At Sunday Mass the following day there was yet
more politics to attend to. Later this month, the Myanmar government
will send out thousands of volunteer census workers door to door across
the country, which has 135 officially recognized ethnic groups.
Many Kachins are furious that the census
questionnaire subdivides their group into four tribes, which in the past
have been at war, but then in 1961 united against the Myanmar military.
“We shouldn’t be separated,” said a female
announcer at the end of mass, reading from a KBC statement. “If they’re
going to do the census you need to put your nationality as ‘Kachin.’
This is to preserve our culture and our nation.”
The future of the Kachin resistance looks
anything but bright. At the end of last month, the KBC ordered yet more
prayer marathons as the Myanmar military surrounded Laiza, the KIA
stronghold. Few expect government forces to take it over – Laiza lies
right on the Chinese border and the international outcry would no doubt
be loud. Myanmar’s government has become increasingly keen to appease
the international community since the West ended a strict sanctions
regime in response to recent political reforms.

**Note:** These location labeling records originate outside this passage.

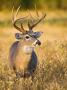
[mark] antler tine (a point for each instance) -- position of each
(14, 21)
(36, 11)
(31, 27)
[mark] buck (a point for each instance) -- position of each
(23, 58)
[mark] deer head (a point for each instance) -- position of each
(26, 33)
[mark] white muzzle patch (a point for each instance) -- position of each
(28, 49)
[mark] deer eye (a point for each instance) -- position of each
(27, 37)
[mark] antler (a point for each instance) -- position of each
(14, 21)
(32, 26)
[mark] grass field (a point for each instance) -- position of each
(51, 72)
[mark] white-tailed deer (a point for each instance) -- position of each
(23, 58)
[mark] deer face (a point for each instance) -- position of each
(27, 36)
(30, 38)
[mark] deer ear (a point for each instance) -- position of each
(18, 36)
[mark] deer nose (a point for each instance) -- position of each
(38, 42)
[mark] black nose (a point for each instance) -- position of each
(38, 42)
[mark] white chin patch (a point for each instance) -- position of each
(34, 44)
(28, 49)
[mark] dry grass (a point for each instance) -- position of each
(51, 72)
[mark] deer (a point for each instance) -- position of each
(23, 58)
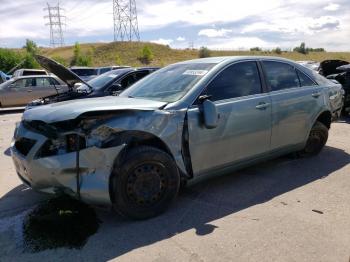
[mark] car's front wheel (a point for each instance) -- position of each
(316, 141)
(145, 183)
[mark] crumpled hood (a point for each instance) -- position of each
(66, 75)
(72, 109)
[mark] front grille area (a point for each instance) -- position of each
(24, 145)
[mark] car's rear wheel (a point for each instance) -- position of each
(146, 183)
(317, 140)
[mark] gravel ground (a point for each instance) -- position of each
(282, 210)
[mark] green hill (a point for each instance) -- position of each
(128, 52)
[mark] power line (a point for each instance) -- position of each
(55, 23)
(125, 20)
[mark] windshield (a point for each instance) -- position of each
(169, 84)
(5, 84)
(100, 81)
(85, 71)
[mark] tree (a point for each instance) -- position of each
(301, 49)
(118, 60)
(31, 47)
(9, 59)
(204, 52)
(255, 49)
(146, 55)
(277, 50)
(60, 60)
(80, 59)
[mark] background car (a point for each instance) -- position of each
(19, 91)
(115, 81)
(338, 70)
(313, 65)
(29, 72)
(106, 84)
(4, 77)
(88, 73)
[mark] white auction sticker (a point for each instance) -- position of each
(195, 72)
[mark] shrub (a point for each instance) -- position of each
(255, 49)
(277, 50)
(204, 52)
(146, 56)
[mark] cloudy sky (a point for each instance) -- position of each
(218, 24)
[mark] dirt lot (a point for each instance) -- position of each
(264, 213)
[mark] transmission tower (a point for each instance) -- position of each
(56, 24)
(126, 26)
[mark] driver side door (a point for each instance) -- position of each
(244, 127)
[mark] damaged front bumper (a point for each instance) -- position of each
(58, 173)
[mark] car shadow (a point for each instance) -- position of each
(7, 152)
(198, 205)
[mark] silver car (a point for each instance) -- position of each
(185, 121)
(19, 91)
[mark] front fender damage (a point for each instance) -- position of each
(88, 176)
(59, 172)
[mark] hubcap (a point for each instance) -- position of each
(146, 184)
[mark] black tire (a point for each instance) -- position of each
(317, 140)
(145, 184)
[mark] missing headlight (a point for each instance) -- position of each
(64, 145)
(72, 141)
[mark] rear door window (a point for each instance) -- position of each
(241, 79)
(22, 83)
(305, 80)
(280, 75)
(43, 82)
(53, 81)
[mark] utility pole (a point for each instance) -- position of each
(55, 23)
(125, 20)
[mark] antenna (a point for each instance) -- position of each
(126, 26)
(55, 23)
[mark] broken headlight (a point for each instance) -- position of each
(62, 145)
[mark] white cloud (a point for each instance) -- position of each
(239, 43)
(331, 7)
(214, 32)
(181, 39)
(162, 41)
(294, 25)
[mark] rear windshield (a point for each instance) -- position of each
(85, 72)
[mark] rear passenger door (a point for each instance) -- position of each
(244, 128)
(295, 99)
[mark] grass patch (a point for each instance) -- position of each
(59, 222)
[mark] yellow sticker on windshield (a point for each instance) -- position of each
(195, 72)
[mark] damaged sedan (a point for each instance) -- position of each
(188, 120)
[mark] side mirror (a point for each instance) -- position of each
(115, 87)
(210, 113)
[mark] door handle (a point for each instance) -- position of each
(316, 95)
(262, 106)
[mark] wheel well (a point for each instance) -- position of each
(134, 139)
(325, 118)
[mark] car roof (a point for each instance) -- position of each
(83, 67)
(34, 76)
(227, 59)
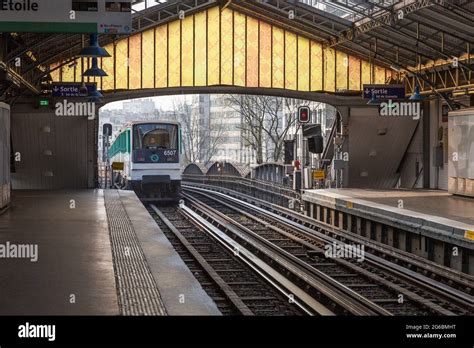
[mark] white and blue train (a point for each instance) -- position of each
(151, 154)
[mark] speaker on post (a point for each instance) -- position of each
(316, 144)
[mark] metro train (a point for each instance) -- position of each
(151, 154)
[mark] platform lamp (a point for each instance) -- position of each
(373, 101)
(416, 96)
(94, 70)
(94, 95)
(94, 50)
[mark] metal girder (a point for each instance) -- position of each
(441, 81)
(389, 19)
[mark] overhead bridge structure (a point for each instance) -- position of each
(218, 48)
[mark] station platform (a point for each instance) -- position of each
(91, 252)
(433, 213)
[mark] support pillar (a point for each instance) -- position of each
(390, 232)
(378, 232)
(438, 252)
(402, 240)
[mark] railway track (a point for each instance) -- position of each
(234, 285)
(388, 285)
(211, 255)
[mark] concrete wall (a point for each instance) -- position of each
(413, 161)
(377, 145)
(4, 155)
(55, 152)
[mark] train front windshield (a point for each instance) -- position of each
(155, 143)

On January 18, the government announced a
unilateral ceasefire with the Kachin, the last of more than 30 rebel
groups in Myanmar still fighting the military, but clashes have
continued. The next round of peace talks are due in the coming weeks and
a framework agreement is 80 percent complete, said a KIA commander who
declined to give his name because he was not authorized to speak to
media.
Many ordinary Kachins – aid workers, displaced
people, Christian leaders and KIA – say that nothing will be solved
unless the Myanmar government agrees to a federalist system, a common
refrain from the many ethnic groups on the country’s restive periphery.
But some quietly admit there are signs things are getting better in Myanmar amid a shift towards civilian rule.
Seeking religious order
Bishop Raymond Sumlut Gam of Bhammo, Kachin
state’s second-largest town, says that when he sent a letter to the
government asking to “please protect our churches” in August 2011, two
months after the conflict began, the army did appear to respond.
Only four Catholic churches have been destroyed, and all of these were hit before the letter was sent, he says.
“After that, there was no response, but the army seemed to be more careful,” he adds.
he also says that, with the war ongoing and
dozens of communities entirely abandoned, there are no immediate plans
to rebuild any churches. The bill is likely to be considerable for a
region among the poorest in the country, itself one of the least
developed in the region: new brick churches in northern Myanmar start at
about US$10,000 each and those made out of wood and bamboo around
$5,000. Many will have to be demolished first, at a further cost.
In the past, Myanmar’s military regime would have been happy to smash
churches down with no thought of helping with reconstruction, says
Bishop Raymond. “But now the government might be different. If there is
at least a chance, we will ask them to help us rebuild our churches.”